Alors que trop souvent Bourse rime abusivement avec pensée unique, les coopératives et les mutuelles rappellent qu'elles agissent dans une économie de marché, et qu'elles veulent simplement et librement poursuivre leur développement dans le jeu d'une saine et libre concurrence, le fameux « level playing-field » où la liberté d'entreprendre sous différentes formes juridiques est garantie et où elles luttent à armes égales avec leurs concurrents.

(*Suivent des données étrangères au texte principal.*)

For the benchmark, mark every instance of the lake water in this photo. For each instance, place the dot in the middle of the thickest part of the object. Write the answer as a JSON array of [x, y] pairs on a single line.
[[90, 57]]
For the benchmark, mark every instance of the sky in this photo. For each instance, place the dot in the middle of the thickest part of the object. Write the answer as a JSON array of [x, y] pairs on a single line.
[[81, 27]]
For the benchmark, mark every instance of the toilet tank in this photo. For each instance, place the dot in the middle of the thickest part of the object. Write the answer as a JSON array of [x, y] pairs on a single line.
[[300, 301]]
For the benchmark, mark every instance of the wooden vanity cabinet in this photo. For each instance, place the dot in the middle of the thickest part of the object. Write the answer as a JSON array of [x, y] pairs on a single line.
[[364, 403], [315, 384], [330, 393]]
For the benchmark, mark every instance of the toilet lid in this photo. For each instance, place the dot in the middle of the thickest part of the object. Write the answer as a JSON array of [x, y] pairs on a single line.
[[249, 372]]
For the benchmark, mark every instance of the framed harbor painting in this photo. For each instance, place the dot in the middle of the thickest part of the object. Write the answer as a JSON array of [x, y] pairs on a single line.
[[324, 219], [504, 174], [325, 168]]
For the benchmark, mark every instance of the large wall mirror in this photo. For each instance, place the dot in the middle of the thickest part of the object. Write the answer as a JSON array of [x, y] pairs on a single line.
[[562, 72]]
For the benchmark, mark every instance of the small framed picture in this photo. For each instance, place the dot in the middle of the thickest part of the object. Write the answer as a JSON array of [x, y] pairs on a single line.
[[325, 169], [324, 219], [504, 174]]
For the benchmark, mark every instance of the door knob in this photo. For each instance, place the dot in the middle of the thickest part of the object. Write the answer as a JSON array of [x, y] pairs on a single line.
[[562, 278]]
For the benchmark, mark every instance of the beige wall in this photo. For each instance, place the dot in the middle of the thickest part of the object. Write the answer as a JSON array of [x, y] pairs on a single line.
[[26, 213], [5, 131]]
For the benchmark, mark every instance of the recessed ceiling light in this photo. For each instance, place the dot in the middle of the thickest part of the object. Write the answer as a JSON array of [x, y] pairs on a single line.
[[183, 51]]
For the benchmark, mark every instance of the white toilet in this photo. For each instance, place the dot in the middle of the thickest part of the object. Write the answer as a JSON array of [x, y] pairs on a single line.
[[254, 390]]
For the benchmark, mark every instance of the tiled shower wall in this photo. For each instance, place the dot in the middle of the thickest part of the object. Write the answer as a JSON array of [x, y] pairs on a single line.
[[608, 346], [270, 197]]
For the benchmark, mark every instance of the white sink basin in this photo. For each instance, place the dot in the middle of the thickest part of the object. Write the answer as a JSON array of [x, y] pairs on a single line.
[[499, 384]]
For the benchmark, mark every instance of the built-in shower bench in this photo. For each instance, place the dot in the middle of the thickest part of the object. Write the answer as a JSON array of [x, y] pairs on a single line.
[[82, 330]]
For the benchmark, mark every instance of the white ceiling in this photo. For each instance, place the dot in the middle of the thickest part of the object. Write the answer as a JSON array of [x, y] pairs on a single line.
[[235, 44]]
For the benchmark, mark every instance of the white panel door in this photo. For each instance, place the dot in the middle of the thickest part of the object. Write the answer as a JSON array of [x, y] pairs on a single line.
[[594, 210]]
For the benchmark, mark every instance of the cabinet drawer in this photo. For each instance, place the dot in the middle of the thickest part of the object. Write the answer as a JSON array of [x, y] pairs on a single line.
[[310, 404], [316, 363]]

Il est parfois aussi reproché aux coopératives et aux mutuelles de fermer leurs capitaux pour se rendre non opéables. La réalité est bien plus complexe. Construites par adhésion volontaire de femmes et d'hommes à un projet, nos entreprises sont indépendantes des marchés boursiers, car les capitaux accumulés sont pilotés et dirigés par les sociétaires adhérents en usufruit de la saine gestion d'hier. La cotation en Bourse représenterait pour certains l'alpha et l'oméga de la réussite économique et de la transparence managériale. Je ferais trois remarques : la plupart des entreprises ne sont pas cotées (PME, entreprises familiales, grandes entreprises en commandite, etc.) alors qu'elles représentent la très grande majorité de l'emploi en Europe ; ensuite, la cotation ne signifie pas automatiquement opéabilité ; et elle n'a jamais protégé de l'échec, ni des manquements à l'éthique (plusieurs scandales récents en témoignent).
L'histoire économique est à cet égard riche d'enseignements. Dans les années 1990, de nombreuses mutuelles se sont démutualisées en Angleterre. Le besoin d'aller sur les marchés était invoqué pour gagner en capacité d'investissement, en réactivité et en modernité. Au final, les réserves furent spoliées par des conseillers et des dirigeants peu scrupuleux. Depuis, la quasi-totalité de ces entreprises ont été rachetées et dépecées, et leur disparition a entraîné une poussée inflationniste des services d'assurances.
Critiquées, les entreprises coopératives sont en réalité redoutées car performantes et compétitives. Elles contribuent à la stabilité et au développement de l'économie et de la société. Elles créent de l'emploi et répondent pleinement aux objectifs économiques et sociaux définis lors du sommet européen de Lisbonne de 2000. Je ne doute pas que les présidences allemande, portugaise et bientôt française s'inscrivent dans cette tradition de la modernité et que les candidats à l'élection présidentielle se feront les garants du modèle mutualiste et coopératif, un modèle plus que centenaire et pourtant parfaitement adapté aux besoins du présent et aux défis du futur.